Keuntungan Nike menurun 86 persen pada kuartal kedua 2025, dengan penjualan turun 12 persen secara global dan kerugian dua digit di seluruh Timur Tengah dan Afrika seiring intensifikasi boikot. Puma, yang lama dikutuk karena mensponsori Asosiasi Sepak Bola Israel, melaporkan penurunan penjualan lebih dari 3 persen di wilayah tersebut.
Zara menjadi titik panas lain setelah membuka toko terbesarnya di Israel awal tahun ini. Perusahaan induknya, Inditex, segera melaporkan penurunan penjualan di seluruh Asia dan Amerika seiring seruan boikot menyebar secara daring.
Kekuatan nyata dari momen ini terletak pada erosi kepercayaan. Begitu sebuah merek dikaitkan dengan ketidakpedulian terhadap penderitaan manusia, membangun kembali kredibilitas menjadi jauh lebih sulit daripada memulihkan keuntungan yang hilang.
“Pemerintah dan perusahaan, terutama di AS dan Eropa, telah memungkinkan kejahatan ini dengan mempersenjatai, mendanai, dan melindungi Israel yang melakukan genosida dari akuntabilitas,” kata BDS.
“Mereka, serta institusi dan media yang terlibat, telah bermitra dengan Israel dalam mendehumanisasi rakyat Palestina Pribumi, menekan advokasi pembebasan Palestina, dan memberikan pukulan fatal terhadap hukum internasional dalam prosesnya,” tambahnya.

Ketika konsumen memimpin perlawanan global
Di kampus-kampus, platform media sosial, dan komunitas lokal, para aktivis telah mengubah pilihan konsumen menjadi senjata politik, mengubah setiap pembelian, atau penolakan untuk membeli, menjadi tindakan solidaritas.
Gelombang perlawanan ekonomi ini telah mengungkap bahwa bahkan sistem kapitalis global pun rentan ketika tekanan moral dapat menggerakkan pasar. Ini menunjukkan bahwa ketika pemerintah gagal bertindak, orang biasa dapat mendefinisikan ulang seperti apa akuntabilitas itu.
Gerakan BDS menggambarkan ini sebagai bagian dari kebangkitan yang lebih luas, kesadaran global yang semakin meningkat yang menantang keterlibatan perusahaan dalam sistem penindasan.
“Harapan kami berakar pada dekade perlawanan rakyat dan kebangkitan kekuatan akar rumput,” kata kelompok itu.

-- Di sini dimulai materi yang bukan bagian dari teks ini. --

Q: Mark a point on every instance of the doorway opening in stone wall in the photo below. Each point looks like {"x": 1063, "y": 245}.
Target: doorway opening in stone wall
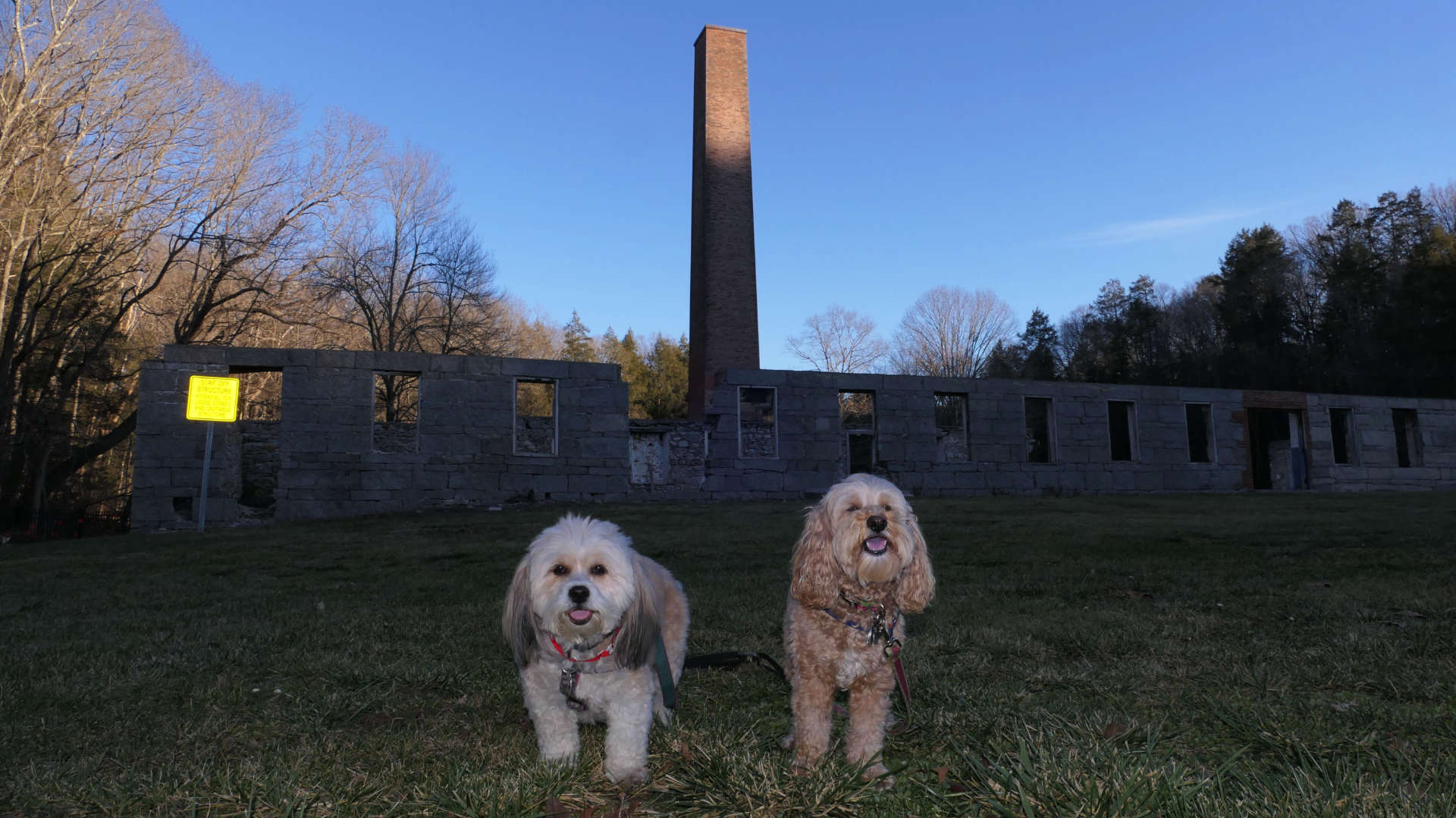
{"x": 256, "y": 436}
{"x": 856, "y": 419}
{"x": 397, "y": 412}
{"x": 952, "y": 438}
{"x": 1277, "y": 449}
{"x": 758, "y": 422}
{"x": 1408, "y": 450}
{"x": 535, "y": 425}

“Sekarang adalah waktu untuk meningkatkan upaya BDS demi Palestina, demi kemanusiaan! Perkuat upaya BDS sekarang lebih dari sebelumnya untuk mengisolasi Israel yang melakukan genosida dan institusi-institusi yang terlibat di setiap lini,” tambahnya.
Dua tahun berlalu, gerakan boikot telah melakukan lebih dari sekadar menyusutkan keuntungan. Bagi perusahaan-perusahaan yang berpihak pada entitas Zionis, meskipun pemerintah tidak menghukum mereka, pelanggan mereka sendiri yang akan melakukannya.